She was lying as before, her eyes closed and her hands clasped lightly over the tartan rug. A screen had been opened and stationed between her and the window. This was the hour to which his thoughts went forward occasionally during the day of chaffering on the front, or in his blue-distempered office with its shabby chestnut fittings in the Cité Saul. To the western cynic there was a rich humour in the sheer fortuitousness of their meeting in the midst of a drowning multitude. To him it was not humorous at all. To him it was significant of a profound fatality. To him it confirmed his inherited faith in omens and the finger of God. She was a common enough type of woman in most things, yet she embodied for him a singular ideal of human achievement. He knew of nothing in the world comparable with her, and the knowledge that she was his was at times almost unbelievable. Whether she loved him was a question he never faced. He believed it, and doubted, and believed again. He knew by instinct that it was not a matter of importance as was the fact of possession. He extracted a rare and subtle pleasure from the fragrant ambiguity of her smile. After all, though it may be doubted if he had ever entertained the thought, he was fortunate in his circumstances. He had no need to be jealous or watchful. She lay there quietly, thinking of course of him, while he was on his affairs in the port.
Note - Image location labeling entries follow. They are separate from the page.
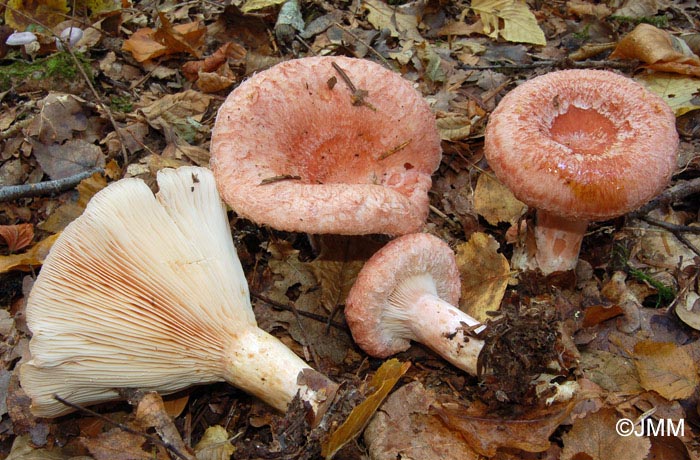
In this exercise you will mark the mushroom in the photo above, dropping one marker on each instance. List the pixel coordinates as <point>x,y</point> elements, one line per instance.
<point>580,146</point>
<point>407,291</point>
<point>327,145</point>
<point>20,39</point>
<point>148,292</point>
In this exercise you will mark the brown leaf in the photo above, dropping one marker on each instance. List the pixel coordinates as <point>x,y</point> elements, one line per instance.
<point>486,433</point>
<point>666,368</point>
<point>485,273</point>
<point>226,51</point>
<point>214,445</point>
<point>151,413</point>
<point>17,236</point>
<point>495,202</point>
<point>116,444</point>
<point>382,382</point>
<point>659,49</point>
<point>30,259</point>
<point>594,437</point>
<point>61,115</point>
<point>146,44</point>
<point>405,428</point>
<point>180,40</point>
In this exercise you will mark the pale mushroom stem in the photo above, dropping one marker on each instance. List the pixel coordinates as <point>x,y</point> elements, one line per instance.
<point>260,364</point>
<point>558,242</point>
<point>419,314</point>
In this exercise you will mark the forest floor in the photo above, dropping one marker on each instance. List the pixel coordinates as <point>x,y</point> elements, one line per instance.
<point>140,91</point>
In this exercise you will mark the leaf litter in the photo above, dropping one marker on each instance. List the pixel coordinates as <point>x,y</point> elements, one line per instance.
<point>618,339</point>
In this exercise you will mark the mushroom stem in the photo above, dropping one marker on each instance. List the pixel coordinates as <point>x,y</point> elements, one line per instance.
<point>260,364</point>
<point>558,242</point>
<point>421,315</point>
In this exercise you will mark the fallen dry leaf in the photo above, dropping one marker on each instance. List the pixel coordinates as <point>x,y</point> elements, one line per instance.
<point>486,433</point>
<point>17,237</point>
<point>511,19</point>
<point>61,115</point>
<point>495,202</point>
<point>659,50</point>
<point>485,273</point>
<point>214,445</point>
<point>381,384</point>
<point>117,444</point>
<point>151,413</point>
<point>72,157</point>
<point>594,438</point>
<point>405,428</point>
<point>401,22</point>
<point>146,44</point>
<point>20,14</point>
<point>30,259</point>
<point>666,368</point>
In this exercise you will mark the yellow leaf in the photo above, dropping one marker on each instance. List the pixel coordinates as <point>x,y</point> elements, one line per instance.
<point>383,381</point>
<point>20,14</point>
<point>399,23</point>
<point>666,368</point>
<point>30,259</point>
<point>495,202</point>
<point>214,445</point>
<point>519,24</point>
<point>678,91</point>
<point>255,5</point>
<point>485,274</point>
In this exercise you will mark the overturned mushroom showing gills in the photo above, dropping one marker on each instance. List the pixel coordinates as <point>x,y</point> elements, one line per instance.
<point>407,291</point>
<point>147,292</point>
<point>327,145</point>
<point>580,146</point>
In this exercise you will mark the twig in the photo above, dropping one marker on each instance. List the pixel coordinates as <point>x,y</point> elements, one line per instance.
<point>369,47</point>
<point>358,95</point>
<point>14,192</point>
<point>560,63</point>
<point>676,230</point>
<point>314,316</point>
<point>80,68</point>
<point>123,427</point>
<point>679,191</point>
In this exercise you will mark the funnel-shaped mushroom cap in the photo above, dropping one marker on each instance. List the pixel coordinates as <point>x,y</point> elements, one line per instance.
<point>145,291</point>
<point>582,144</point>
<point>349,168</point>
<point>381,306</point>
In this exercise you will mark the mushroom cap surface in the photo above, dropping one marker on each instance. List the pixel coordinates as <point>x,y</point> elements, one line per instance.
<point>297,119</point>
<point>582,144</point>
<point>405,257</point>
<point>140,291</point>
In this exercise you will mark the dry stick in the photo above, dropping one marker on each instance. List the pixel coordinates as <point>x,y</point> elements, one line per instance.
<point>314,316</point>
<point>679,191</point>
<point>13,192</point>
<point>676,230</point>
<point>369,47</point>
<point>123,427</point>
<point>561,63</point>
<point>77,64</point>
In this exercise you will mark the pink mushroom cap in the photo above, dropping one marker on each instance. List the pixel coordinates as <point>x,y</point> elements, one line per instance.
<point>369,307</point>
<point>345,168</point>
<point>586,145</point>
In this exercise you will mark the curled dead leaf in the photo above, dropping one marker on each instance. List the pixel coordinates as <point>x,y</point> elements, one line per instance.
<point>17,236</point>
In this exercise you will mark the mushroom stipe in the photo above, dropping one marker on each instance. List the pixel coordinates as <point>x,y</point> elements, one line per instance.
<point>147,292</point>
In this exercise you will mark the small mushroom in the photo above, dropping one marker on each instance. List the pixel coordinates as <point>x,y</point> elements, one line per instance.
<point>20,39</point>
<point>147,292</point>
<point>580,146</point>
<point>407,291</point>
<point>327,145</point>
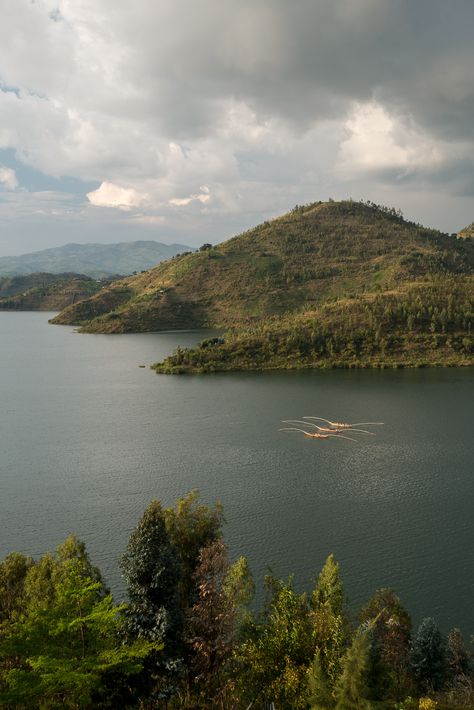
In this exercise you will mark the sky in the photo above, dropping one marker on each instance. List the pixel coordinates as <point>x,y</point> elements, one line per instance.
<point>185,121</point>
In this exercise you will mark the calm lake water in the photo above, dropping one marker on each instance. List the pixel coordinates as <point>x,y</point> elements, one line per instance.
<point>88,438</point>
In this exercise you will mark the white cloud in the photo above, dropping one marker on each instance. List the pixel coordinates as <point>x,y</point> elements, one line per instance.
<point>8,178</point>
<point>110,195</point>
<point>377,141</point>
<point>203,197</point>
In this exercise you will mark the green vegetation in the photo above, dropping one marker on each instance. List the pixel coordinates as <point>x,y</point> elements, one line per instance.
<point>46,292</point>
<point>329,284</point>
<point>96,260</point>
<point>188,637</point>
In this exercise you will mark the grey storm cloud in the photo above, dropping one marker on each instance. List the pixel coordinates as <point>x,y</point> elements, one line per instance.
<point>303,61</point>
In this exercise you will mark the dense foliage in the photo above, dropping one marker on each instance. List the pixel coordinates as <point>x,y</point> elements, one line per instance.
<point>189,637</point>
<point>47,292</point>
<point>328,283</point>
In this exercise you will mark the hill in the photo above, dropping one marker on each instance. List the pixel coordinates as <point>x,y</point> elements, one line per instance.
<point>467,232</point>
<point>347,271</point>
<point>96,260</point>
<point>46,292</point>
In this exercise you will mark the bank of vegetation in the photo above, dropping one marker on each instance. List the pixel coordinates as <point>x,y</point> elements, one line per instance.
<point>347,283</point>
<point>188,636</point>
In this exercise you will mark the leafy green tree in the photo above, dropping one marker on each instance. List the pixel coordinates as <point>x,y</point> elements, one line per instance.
<point>329,622</point>
<point>428,656</point>
<point>391,628</point>
<point>64,644</point>
<point>459,661</point>
<point>13,571</point>
<point>152,573</point>
<point>191,527</point>
<point>274,656</point>
<point>352,689</point>
<point>320,695</point>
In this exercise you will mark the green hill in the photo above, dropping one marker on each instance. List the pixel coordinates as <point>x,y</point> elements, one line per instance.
<point>96,260</point>
<point>467,232</point>
<point>352,272</point>
<point>45,292</point>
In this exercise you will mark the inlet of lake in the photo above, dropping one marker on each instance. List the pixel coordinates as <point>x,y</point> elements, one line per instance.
<point>89,438</point>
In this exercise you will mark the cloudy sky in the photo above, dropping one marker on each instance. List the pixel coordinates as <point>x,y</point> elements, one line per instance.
<point>190,121</point>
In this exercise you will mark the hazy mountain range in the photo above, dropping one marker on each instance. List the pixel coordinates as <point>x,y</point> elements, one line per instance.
<point>330,282</point>
<point>96,260</point>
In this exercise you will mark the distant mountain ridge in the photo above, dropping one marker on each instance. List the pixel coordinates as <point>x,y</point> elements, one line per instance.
<point>46,292</point>
<point>95,260</point>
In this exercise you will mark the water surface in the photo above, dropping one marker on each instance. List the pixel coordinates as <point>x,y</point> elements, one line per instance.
<point>88,438</point>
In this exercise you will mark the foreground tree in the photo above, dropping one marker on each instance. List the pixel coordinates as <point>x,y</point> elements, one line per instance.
<point>213,623</point>
<point>330,627</point>
<point>320,695</point>
<point>352,689</point>
<point>191,527</point>
<point>13,571</point>
<point>273,659</point>
<point>391,629</point>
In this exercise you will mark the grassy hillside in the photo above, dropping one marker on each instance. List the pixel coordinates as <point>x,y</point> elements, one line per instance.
<point>467,232</point>
<point>96,260</point>
<point>334,267</point>
<point>45,292</point>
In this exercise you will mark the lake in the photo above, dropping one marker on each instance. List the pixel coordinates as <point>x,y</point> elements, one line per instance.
<point>89,438</point>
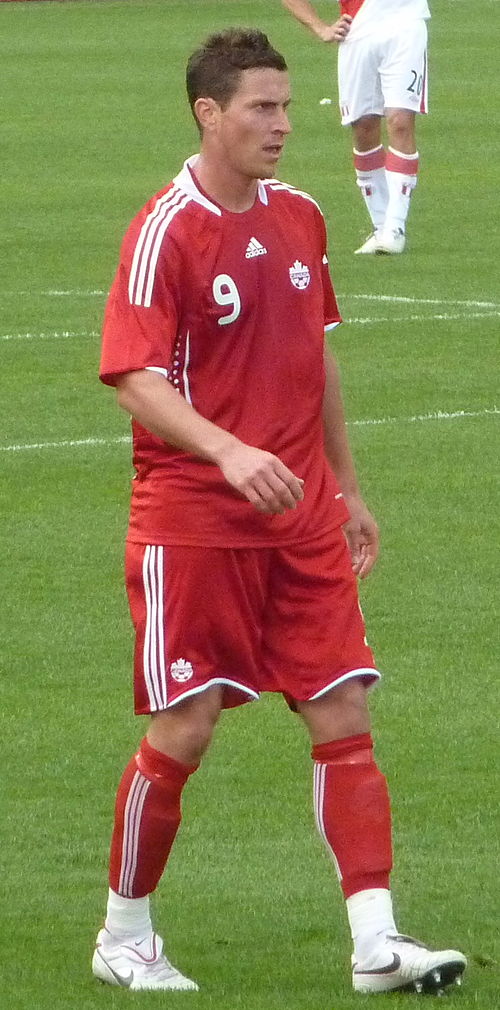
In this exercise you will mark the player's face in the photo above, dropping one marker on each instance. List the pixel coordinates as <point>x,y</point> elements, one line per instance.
<point>253,126</point>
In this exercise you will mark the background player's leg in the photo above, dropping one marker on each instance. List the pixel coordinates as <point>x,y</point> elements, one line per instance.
<point>401,175</point>
<point>370,168</point>
<point>354,818</point>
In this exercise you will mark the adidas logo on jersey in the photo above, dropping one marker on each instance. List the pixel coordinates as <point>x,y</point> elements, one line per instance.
<point>255,248</point>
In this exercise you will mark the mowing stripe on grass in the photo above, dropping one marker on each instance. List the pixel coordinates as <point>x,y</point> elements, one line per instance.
<point>98,292</point>
<point>434,415</point>
<point>360,320</point>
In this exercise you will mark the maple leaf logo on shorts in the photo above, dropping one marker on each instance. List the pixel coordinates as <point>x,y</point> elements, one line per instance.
<point>181,671</point>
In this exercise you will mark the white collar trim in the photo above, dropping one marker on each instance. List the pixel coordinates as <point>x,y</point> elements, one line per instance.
<point>186,182</point>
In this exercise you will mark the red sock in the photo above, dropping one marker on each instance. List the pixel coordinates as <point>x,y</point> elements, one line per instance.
<point>147,814</point>
<point>353,812</point>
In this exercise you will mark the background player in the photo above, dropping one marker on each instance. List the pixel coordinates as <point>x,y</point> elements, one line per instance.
<point>382,72</point>
<point>246,527</point>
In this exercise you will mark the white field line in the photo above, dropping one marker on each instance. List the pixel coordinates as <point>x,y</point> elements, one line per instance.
<point>58,335</point>
<point>434,316</point>
<point>359,320</point>
<point>422,301</point>
<point>435,415</point>
<point>55,293</point>
<point>98,293</point>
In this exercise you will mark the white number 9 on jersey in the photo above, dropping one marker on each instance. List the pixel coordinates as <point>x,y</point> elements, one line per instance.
<point>226,293</point>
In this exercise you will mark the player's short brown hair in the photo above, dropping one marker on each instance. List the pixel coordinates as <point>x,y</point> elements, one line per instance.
<point>214,69</point>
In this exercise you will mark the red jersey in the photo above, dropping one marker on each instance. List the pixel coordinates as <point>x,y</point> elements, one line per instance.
<point>231,308</point>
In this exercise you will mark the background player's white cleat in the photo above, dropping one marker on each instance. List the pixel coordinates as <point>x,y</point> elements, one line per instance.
<point>370,246</point>
<point>390,241</point>
<point>136,964</point>
<point>406,965</point>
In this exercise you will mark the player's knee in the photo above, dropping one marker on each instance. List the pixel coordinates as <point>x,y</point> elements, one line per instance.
<point>185,731</point>
<point>401,129</point>
<point>367,132</point>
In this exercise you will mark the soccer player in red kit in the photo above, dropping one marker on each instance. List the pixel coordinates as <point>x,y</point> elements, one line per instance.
<point>246,528</point>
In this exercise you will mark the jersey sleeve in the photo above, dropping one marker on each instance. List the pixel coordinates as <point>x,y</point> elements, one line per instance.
<point>331,314</point>
<point>138,332</point>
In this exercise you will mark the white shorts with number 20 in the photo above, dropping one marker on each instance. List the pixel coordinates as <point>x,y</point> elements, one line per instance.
<point>384,70</point>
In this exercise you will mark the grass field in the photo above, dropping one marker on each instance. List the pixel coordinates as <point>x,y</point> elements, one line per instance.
<point>95,121</point>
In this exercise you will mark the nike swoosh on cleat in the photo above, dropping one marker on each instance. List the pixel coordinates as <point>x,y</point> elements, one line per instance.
<point>393,967</point>
<point>121,980</point>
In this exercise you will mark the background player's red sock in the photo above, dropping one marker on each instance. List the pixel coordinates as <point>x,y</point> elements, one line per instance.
<point>353,812</point>
<point>401,175</point>
<point>147,815</point>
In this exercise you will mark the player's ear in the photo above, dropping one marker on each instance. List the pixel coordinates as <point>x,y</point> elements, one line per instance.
<point>207,112</point>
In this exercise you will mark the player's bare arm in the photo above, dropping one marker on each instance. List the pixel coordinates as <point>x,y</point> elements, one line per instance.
<point>259,476</point>
<point>362,530</point>
<point>305,13</point>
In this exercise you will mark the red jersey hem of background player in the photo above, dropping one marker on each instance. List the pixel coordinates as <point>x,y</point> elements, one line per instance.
<point>231,309</point>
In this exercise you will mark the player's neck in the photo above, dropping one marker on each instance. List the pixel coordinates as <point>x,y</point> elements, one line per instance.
<point>229,189</point>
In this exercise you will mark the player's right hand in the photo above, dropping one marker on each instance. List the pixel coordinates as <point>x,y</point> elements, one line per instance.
<point>337,31</point>
<point>261,478</point>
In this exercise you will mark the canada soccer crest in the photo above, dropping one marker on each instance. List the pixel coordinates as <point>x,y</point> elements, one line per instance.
<point>181,671</point>
<point>299,275</point>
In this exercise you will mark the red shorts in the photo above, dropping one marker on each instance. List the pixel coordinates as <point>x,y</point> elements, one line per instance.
<point>283,619</point>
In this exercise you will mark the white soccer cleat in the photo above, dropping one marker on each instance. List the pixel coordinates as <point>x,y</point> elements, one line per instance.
<point>136,964</point>
<point>405,965</point>
<point>390,241</point>
<point>370,246</point>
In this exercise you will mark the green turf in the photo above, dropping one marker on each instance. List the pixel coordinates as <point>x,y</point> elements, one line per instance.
<point>95,121</point>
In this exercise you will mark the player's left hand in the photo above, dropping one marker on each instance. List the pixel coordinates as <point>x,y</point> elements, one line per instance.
<point>362,534</point>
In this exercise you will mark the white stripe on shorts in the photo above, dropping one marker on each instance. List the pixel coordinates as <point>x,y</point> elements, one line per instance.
<point>154,648</point>
<point>131,827</point>
<point>319,780</point>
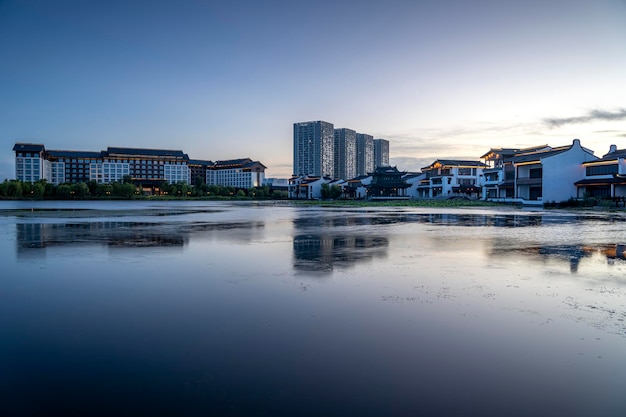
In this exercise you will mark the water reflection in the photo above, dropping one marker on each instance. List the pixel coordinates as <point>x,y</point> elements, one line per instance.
<point>333,242</point>
<point>573,254</point>
<point>34,238</point>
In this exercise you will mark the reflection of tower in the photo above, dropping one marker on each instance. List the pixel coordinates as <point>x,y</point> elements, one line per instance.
<point>30,236</point>
<point>321,245</point>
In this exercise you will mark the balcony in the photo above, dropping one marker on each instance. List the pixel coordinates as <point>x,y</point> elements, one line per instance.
<point>529,181</point>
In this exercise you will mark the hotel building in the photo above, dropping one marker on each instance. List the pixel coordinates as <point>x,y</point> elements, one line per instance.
<point>143,166</point>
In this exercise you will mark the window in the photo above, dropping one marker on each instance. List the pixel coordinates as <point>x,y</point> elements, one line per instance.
<point>602,169</point>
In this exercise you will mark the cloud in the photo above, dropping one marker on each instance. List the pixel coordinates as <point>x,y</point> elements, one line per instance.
<point>592,116</point>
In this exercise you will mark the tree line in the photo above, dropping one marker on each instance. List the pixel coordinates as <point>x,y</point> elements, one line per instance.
<point>42,190</point>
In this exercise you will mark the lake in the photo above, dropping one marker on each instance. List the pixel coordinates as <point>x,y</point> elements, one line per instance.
<point>261,309</point>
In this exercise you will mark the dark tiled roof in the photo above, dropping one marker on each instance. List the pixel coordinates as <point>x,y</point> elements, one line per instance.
<point>537,156</point>
<point>74,154</point>
<point>146,152</point>
<point>613,156</point>
<point>28,147</point>
<point>232,162</point>
<point>200,162</point>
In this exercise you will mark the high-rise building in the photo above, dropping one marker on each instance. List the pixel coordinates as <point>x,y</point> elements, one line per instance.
<point>345,153</point>
<point>364,154</point>
<point>381,153</point>
<point>313,149</point>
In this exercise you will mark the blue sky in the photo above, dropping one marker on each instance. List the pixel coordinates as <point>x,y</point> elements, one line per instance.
<point>223,80</point>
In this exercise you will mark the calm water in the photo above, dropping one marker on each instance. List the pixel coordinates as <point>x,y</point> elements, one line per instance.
<point>200,309</point>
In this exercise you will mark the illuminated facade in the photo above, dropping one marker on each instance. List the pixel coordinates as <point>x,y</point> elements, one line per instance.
<point>142,166</point>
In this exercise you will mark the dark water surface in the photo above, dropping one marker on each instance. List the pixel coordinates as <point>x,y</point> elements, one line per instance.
<point>202,309</point>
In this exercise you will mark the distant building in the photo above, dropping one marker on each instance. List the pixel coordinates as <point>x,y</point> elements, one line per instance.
<point>238,173</point>
<point>143,166</point>
<point>345,153</point>
<point>364,153</point>
<point>313,149</point>
<point>381,153</point>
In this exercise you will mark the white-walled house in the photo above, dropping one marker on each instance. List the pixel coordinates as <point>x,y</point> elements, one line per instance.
<point>604,177</point>
<point>447,177</point>
<point>414,179</point>
<point>356,188</point>
<point>549,175</point>
<point>306,188</point>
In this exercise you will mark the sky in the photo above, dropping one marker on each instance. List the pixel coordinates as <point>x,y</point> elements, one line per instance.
<point>227,79</point>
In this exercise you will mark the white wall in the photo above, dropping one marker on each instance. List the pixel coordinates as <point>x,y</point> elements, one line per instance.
<point>562,170</point>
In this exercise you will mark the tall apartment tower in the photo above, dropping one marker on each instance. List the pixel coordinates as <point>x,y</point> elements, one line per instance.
<point>314,149</point>
<point>345,153</point>
<point>381,153</point>
<point>364,154</point>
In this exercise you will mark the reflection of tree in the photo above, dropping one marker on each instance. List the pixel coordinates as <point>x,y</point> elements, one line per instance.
<point>129,234</point>
<point>123,233</point>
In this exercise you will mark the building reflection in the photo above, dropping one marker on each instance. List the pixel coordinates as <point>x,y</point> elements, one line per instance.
<point>572,254</point>
<point>33,238</point>
<point>330,242</point>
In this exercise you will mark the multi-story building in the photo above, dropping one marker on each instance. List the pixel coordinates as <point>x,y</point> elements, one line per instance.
<point>238,173</point>
<point>538,174</point>
<point>605,177</point>
<point>313,148</point>
<point>142,166</point>
<point>30,162</point>
<point>364,154</point>
<point>381,153</point>
<point>345,153</point>
<point>549,174</point>
<point>446,177</point>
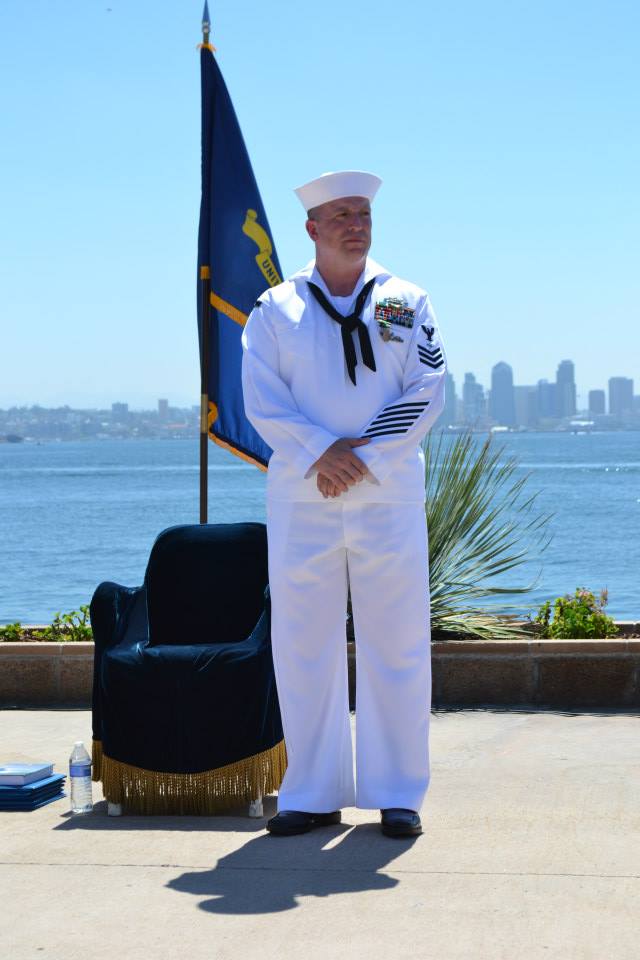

He paused now and saw that she was asleep, and he set the little night-light on the table and sat down near her, watching her with an expression of grave enthusiasm on his damaged features. He was not familiar with the stock witticisms concerning the hollowness of marriage and the inevitable disgust which follows possession. Indeed, for all his rascality and guile in business he was a rather unsophisticated fellow. He possessed that infinite patience which is sometimes more effective in retaining love than even courage or folly. Another factor in his favour was his lack of facility for friendship. This worked both ways, for friendship is the secret antagonist of both business and love. He sat there, shading his eyes with his curved palm, watching his wife, thinking of past, present, and future in that confused and gentle abstraction which we call happiness, when she suddenly opened her eyes and looked at him for one brief instant with a blank and vacant gaze. Then she smiled and he bent over her.
"Back, Boris?" she murmured chidingly.
"My business, darling. I had to see a man."
"Always business. I thought you'd never come."
"First I had to take that gentleman to the French Pier, for a boat. And then I went to the Olympos Hotel. I think very good business."
"Don't talk about business now."
"But, my sweetheart, it is all for you. By-and-by you will see."
"See what, silly?" she asked, rumpling his hair.
"See what? You ask a funny question. I cannot tell you, not yet. But in my mind, I see it."